Southwestern Pumpkin Soup
Surprisingly easy to make, this creamy pumpkin soup is flavored with cumin and chili powder, and served with a garnish of cheddar cheese and fresh cilantro.
3 cups chicken stock or canned low-salt chicken broth
1 cup whipping cream
1 (15-ounce) can pure pumpkin
3 tablespoons dark brown sugar, packed
1 teaspoon ground cumin
1/2 teaspoon chili powder
1/2 teaspoon ground coriander
1/8 teaspoon ground nutmeg
Shredded sharp cheddar cheese for garnish
Chopped fresh cilantro for garnish
- Bring chicken stock and whipping cream to boil in heavy medium pot.

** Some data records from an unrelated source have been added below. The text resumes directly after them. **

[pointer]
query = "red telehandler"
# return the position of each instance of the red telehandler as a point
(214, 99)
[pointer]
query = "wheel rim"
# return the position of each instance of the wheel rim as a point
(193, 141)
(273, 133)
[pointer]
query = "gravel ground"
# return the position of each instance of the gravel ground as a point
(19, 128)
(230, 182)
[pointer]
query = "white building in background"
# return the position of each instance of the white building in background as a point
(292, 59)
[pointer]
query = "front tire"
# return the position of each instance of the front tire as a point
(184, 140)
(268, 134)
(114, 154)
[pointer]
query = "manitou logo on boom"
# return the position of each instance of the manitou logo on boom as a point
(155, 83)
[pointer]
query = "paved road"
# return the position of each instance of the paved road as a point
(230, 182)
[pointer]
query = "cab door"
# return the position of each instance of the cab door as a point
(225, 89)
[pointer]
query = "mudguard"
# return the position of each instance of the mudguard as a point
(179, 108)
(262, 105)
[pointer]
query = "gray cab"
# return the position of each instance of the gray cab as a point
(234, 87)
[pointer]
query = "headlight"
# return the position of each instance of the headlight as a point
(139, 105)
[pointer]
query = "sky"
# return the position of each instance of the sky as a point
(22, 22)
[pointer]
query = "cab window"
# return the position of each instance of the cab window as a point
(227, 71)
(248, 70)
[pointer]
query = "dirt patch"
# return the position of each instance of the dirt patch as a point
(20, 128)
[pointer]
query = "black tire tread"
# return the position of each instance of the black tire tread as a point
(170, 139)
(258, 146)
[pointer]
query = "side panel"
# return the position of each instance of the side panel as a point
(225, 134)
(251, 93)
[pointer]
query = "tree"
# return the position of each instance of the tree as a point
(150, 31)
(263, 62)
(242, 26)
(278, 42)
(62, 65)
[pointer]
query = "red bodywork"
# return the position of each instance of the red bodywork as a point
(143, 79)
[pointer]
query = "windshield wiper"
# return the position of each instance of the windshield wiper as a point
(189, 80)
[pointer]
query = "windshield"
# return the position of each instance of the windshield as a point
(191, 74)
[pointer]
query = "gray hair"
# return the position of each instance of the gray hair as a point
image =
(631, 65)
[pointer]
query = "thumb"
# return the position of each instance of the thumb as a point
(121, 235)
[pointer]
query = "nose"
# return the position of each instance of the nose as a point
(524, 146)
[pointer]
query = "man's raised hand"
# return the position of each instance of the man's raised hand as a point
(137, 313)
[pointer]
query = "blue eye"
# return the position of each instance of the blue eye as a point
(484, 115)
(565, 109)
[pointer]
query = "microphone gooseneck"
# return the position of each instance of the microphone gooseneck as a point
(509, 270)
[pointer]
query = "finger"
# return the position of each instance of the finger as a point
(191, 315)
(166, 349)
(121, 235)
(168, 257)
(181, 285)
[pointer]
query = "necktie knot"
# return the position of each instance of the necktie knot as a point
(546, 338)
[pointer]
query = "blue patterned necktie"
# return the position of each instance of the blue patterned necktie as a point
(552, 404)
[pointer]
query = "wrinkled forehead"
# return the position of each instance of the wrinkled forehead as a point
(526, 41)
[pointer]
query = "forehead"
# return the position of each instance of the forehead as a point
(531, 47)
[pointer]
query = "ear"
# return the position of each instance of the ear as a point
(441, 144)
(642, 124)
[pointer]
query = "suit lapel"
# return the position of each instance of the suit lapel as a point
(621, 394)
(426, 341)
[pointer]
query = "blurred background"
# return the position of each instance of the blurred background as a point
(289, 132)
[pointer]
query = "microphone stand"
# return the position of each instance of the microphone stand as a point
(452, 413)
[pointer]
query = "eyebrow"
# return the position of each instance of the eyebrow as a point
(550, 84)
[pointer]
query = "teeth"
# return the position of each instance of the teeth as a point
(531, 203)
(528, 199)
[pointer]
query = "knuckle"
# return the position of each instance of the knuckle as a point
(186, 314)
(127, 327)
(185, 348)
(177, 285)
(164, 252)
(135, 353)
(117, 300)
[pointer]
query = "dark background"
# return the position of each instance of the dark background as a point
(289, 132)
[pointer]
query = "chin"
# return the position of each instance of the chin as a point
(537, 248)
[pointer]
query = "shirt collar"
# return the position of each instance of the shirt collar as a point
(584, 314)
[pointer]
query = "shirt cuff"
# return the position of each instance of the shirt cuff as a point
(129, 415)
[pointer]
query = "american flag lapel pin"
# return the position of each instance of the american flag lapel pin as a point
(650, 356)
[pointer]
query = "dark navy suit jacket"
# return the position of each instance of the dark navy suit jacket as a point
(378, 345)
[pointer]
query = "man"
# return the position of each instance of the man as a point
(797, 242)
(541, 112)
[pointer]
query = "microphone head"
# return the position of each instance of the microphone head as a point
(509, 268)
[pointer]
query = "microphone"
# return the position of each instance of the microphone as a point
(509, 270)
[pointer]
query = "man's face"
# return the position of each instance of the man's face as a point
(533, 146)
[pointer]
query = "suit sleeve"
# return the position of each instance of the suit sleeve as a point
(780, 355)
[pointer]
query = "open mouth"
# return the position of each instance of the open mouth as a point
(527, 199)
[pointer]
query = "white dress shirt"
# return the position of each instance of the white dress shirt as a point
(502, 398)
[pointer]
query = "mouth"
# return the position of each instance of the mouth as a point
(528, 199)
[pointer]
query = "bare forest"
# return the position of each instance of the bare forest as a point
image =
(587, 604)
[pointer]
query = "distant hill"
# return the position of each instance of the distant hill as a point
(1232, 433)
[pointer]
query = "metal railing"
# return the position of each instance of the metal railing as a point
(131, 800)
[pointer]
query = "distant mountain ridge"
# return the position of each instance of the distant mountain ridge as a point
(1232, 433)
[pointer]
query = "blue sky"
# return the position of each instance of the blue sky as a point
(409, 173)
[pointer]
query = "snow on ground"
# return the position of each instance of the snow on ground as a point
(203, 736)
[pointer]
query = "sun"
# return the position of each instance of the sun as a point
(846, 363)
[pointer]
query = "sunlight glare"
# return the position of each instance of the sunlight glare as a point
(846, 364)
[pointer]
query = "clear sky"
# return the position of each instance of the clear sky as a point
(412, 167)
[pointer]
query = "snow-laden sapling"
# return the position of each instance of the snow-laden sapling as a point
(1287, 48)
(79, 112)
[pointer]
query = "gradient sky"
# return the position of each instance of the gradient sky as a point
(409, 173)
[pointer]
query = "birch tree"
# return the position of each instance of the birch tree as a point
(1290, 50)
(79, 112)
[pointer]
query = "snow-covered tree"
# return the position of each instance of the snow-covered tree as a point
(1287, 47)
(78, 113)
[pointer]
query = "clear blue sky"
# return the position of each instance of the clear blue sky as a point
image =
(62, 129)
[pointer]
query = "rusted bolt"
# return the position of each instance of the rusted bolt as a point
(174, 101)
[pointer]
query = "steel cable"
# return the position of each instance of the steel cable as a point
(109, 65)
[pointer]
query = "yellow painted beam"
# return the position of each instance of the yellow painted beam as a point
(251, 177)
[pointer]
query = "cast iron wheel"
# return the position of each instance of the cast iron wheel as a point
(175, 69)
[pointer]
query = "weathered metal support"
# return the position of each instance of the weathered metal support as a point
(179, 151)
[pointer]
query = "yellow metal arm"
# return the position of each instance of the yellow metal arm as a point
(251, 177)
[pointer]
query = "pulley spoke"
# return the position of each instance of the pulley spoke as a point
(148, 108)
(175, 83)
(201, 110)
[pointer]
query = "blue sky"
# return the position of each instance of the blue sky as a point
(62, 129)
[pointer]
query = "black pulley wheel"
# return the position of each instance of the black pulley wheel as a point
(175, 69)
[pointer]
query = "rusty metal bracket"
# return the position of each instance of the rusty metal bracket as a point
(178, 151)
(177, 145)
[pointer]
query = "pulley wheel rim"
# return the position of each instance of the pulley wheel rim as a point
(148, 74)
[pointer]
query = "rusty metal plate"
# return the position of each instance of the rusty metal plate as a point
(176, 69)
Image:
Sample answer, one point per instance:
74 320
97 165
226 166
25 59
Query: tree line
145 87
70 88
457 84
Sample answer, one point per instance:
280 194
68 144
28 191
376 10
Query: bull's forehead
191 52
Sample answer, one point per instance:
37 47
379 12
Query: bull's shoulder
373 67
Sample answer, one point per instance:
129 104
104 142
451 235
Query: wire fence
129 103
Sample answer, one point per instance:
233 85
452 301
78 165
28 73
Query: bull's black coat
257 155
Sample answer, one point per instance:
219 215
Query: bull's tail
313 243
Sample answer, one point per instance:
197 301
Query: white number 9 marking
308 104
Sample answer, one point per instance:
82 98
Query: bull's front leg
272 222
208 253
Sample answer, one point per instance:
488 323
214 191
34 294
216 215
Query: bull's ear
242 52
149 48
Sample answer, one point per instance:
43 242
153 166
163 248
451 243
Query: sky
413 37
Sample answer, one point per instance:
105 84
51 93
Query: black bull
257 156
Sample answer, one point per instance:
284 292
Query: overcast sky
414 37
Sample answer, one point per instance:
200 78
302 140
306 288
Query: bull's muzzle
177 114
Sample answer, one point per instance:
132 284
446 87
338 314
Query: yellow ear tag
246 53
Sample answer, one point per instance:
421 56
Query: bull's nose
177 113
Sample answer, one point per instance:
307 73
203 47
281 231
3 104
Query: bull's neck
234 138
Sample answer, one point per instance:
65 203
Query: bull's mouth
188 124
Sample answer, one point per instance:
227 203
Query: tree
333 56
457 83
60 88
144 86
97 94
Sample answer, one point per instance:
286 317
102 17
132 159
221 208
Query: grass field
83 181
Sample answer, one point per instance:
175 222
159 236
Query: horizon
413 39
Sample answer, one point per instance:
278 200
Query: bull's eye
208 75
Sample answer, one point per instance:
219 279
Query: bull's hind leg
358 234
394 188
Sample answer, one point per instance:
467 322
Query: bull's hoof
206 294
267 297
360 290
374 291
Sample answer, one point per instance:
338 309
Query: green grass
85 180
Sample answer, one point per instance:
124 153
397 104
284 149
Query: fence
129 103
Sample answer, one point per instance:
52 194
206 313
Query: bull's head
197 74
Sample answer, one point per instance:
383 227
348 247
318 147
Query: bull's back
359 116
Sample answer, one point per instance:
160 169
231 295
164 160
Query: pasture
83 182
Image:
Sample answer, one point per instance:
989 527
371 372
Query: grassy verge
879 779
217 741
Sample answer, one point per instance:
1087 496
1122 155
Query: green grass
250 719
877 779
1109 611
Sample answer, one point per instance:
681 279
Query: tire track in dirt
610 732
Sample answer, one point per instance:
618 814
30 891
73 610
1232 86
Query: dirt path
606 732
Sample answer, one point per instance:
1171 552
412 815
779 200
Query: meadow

- Whisk in canned pumpkin, brown sugar, cumin, chili powder, coriander and nutmeg. Reduce heat to medium and simmer until soup thickens slightly and flavors blend, about 15 minutes.
- Season to taste with salt and pepper. Ladle soup into bowls. Garnish each serving with cheddar cheese and cilantro and serve.
Makes 4 servings.
Tip: Soup can be prepared up to 1 day ahead. Cool. Cover and refrigerate. Rewarm over medium-low heat, whisking occasionally.